07 enero 2015

¿Y porqué no le dan ustedes?



Lucas 9: 10 – 15

Recuerdo que hemos hablado en alguna oportunidad de estos versículos. Espero no reiterarme mucho para no aburrirlos. Pero hay tres cosas fundamentales que a mí me llamaron la atención cada vez que leo esta experiencia en cualquiera de sus versiones escritas por los cuatro evangelistas y quisiera que hoy las repasemos brevemente.

1.- Jesús hace milagros
                No cabe ninguna duda que Jesús es milagroso. Hoy estamos rodeados de milagreros que hacen trucos de magia para llamar la atención de las masas y posicionarse como grandes señores. Jesús no era milagrero, Jesús es milagroso. Hay una gran diferencia. Jesús no hizo milagros para que todos lo admiren, él “sanaba a los que necesitaban ser curados” (vs. 11)
Jesús no hacía milagros porque necesitaba ser visto, no sanaba para que lo invite Susana, en más de alguna ocasión después de haber sanado solicitaba que no le digan a nadie. No quería ser milagrero.
Como seguidores de su ejemplo es bueno recordar que no estamos en este mundo para hacer grandes “campañas de fe y milagros”, estamos para ayudar al prójimo, para ayudarnos entre todos a lograr el milagro de suplir las necesidades que nos agobian.
Cuando los discípulos le piden a Jesús que se desligue del problema (despídelos para que se vayan) Jesús los desafía a solucionar el problema del prójimo: dadle vosotros de comer…
Pero sólo cuando los discípulos reconocen su impotencia frente a su obligación, es cuando Jesús actúa.

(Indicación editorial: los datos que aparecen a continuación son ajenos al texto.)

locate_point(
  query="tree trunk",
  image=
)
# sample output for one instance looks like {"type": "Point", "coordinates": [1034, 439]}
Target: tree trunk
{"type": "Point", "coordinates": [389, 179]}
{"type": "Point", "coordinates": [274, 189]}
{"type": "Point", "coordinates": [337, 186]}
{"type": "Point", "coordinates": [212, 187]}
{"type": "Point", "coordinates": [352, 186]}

2.- cinco mil personas sin contar las mujeres y los niños.
                No lo expresa así Lucas, pero dice que eran cinco mil hombres. (14)
                Las mujeres, los niños, los discapacitados, los pobres, los originarios, los negros… (y síguela cuenta) nunca fueron tenidos en cuenta.
                La legislación romana (de donde deriva la nuestra), establecía que en épocas de hambruna, de sitio de la ciudad por el enemigo, un hombre podía comerse a sus hijos… la mujer era comprada en la mayoría de las culturas, los discapacitados tirados de alguna montaña y los viejos muchas veces abandonados a su suerte.
Jesús vino a enseñarnos que las mujeres y los niños cuentan.
María se sentó a los pies del maestro, Marta se quejó porque era una actitud reservada a los hombres solamente. Pero Jesús le dio su lugar.
El mismo Jesús que tomó un niño, lo puso en el centro y nos enseñó que debemos ser como ellos si queremos estar en el buen camino.
Aquel Jesús de la parábola que nos invita a salir por los caminos buscando a los pobres y discapacitados, porque ellos SI cuentan

3.- Jesús nos da una comisión: Dadle vosotros de comer
                Durante mucho tiempo hemos enseñado que la gran comisión está relacionada con temas supramundanos, con la salvación del alma desencarnada.
Jesús, nuestro ejemplo, no era ningún reduccionista.
Jesús no vino a salvar “almas”.
Jesús se preocupó del hombre como ser integral.   Su cuerpo, su mente, su espíritu. El hombre como ser social, cultural y político… todo le interesa a nuestro Señor y todo quiere salvar y sanar.
8 niños argentinos mueren por día a causa del hambre en un país con 6 millones de evangélicos y muchos más católicos con un mandato ineludible: denle ustedes de comer.
                No es producto de la casualidad que estemos en Boulogne. Dios tiene un propósito para nosotros en este barrio y nos dice: denle ustedes de comer.

                ¿Cuáles son las necesidades del barrio? Porque es parte de nuestra misión evangélica preocuparnos por cada necesidad de cada ser que nos rodea.